Orlando Bravo, co-founder of Thoma Bravo, said the artificial intelligence company’s valuation is “on a bubble” and compared it to the Dotcom era.
However, one key difference in the current market is that AI businesses are being funded by large companies with “healthy balance sheets.”
Bravo’s private equity firm, which boasts more than $181 billion in assets under management as of June, focuses on buying and selling enterprise high-tech companies, with a significant portion of its portfolio invested in cybersecurity.
Bravo told CNBC’s “Squawk on the Street” on Tuesday that investors can’t value a $50 million annual recurring revenue company at $10 billion.

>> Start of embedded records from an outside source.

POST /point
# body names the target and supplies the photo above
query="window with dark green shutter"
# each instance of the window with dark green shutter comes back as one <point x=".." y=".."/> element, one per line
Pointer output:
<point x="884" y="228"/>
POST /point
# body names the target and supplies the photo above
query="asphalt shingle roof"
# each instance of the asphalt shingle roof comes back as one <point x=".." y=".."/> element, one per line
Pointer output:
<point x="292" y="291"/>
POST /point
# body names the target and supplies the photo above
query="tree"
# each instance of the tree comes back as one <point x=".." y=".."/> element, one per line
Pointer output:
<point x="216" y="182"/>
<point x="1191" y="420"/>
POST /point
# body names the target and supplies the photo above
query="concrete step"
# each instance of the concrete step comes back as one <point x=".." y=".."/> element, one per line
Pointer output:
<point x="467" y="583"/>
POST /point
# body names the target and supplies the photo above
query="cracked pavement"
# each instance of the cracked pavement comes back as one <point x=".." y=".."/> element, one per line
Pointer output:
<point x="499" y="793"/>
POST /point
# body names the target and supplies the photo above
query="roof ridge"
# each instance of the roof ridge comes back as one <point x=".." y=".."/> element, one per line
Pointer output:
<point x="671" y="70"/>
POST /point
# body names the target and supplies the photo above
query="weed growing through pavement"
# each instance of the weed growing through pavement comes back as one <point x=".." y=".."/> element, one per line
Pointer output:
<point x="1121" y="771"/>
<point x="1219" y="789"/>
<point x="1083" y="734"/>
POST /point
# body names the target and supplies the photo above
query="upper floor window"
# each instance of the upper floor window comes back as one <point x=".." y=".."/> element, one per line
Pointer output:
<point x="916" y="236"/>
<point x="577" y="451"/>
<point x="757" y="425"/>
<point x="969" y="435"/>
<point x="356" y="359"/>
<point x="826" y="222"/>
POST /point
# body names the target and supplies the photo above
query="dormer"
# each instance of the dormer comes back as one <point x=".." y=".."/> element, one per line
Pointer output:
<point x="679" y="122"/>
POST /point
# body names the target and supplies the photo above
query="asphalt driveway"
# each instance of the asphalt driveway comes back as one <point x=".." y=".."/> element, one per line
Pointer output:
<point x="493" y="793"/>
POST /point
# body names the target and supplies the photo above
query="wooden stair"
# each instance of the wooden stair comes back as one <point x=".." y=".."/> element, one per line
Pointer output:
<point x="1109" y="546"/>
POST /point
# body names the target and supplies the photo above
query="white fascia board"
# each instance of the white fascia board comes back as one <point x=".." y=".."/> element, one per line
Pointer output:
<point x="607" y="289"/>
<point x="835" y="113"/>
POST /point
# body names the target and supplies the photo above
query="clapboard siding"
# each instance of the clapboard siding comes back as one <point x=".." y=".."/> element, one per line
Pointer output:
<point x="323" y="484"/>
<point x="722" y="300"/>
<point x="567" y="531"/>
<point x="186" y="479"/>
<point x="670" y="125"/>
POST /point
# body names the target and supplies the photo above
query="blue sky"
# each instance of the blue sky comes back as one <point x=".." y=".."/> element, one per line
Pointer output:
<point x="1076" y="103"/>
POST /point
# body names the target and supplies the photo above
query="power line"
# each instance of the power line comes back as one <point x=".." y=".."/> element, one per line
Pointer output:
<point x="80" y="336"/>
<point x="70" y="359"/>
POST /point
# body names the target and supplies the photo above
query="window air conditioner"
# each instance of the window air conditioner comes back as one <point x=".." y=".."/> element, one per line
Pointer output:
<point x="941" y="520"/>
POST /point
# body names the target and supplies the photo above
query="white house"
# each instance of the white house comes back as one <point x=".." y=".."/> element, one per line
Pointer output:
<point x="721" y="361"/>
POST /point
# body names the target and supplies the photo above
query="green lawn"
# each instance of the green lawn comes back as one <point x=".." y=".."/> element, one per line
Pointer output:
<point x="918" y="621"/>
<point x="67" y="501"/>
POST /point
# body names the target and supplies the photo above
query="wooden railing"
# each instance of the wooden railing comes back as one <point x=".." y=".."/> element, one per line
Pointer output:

“The company would have to produce $1 billion in free cash flow to ultimately double investors’ money,” he said. “Even if the product is right, even if the market is right, that’s a tall order for management.”
Openai recently completed a secondary stock sale valuing ChatGpt-Maker at $500 billion. The company is projected to generate $13 billion in revenue in 2025.
Nvidia recently said it would invest up to $100 billion in Openai to help the ChatGpt maker lease chips and build supercomputing facilities over the next few years.
Other public companies are surging on the promise of AI, with Palantir’s market cap rising to $437 billion, making it one of the 20 most valuable public companies in the US, and Applovin now worth $213 billion.
Even early-stage valuations in AI are massive with Thinking Machines Lab recording a $12 billion valuation with a $2 billion seed round.
Despite the inflated numbers, Bravo emphasized that there are “huge differences” between the dot-com bust and the current AI landscape.
“Now you have really big companies and some big balance sheets and healthy balance sheets funding this activity. This is different from what happened about 25 years ago,” he said.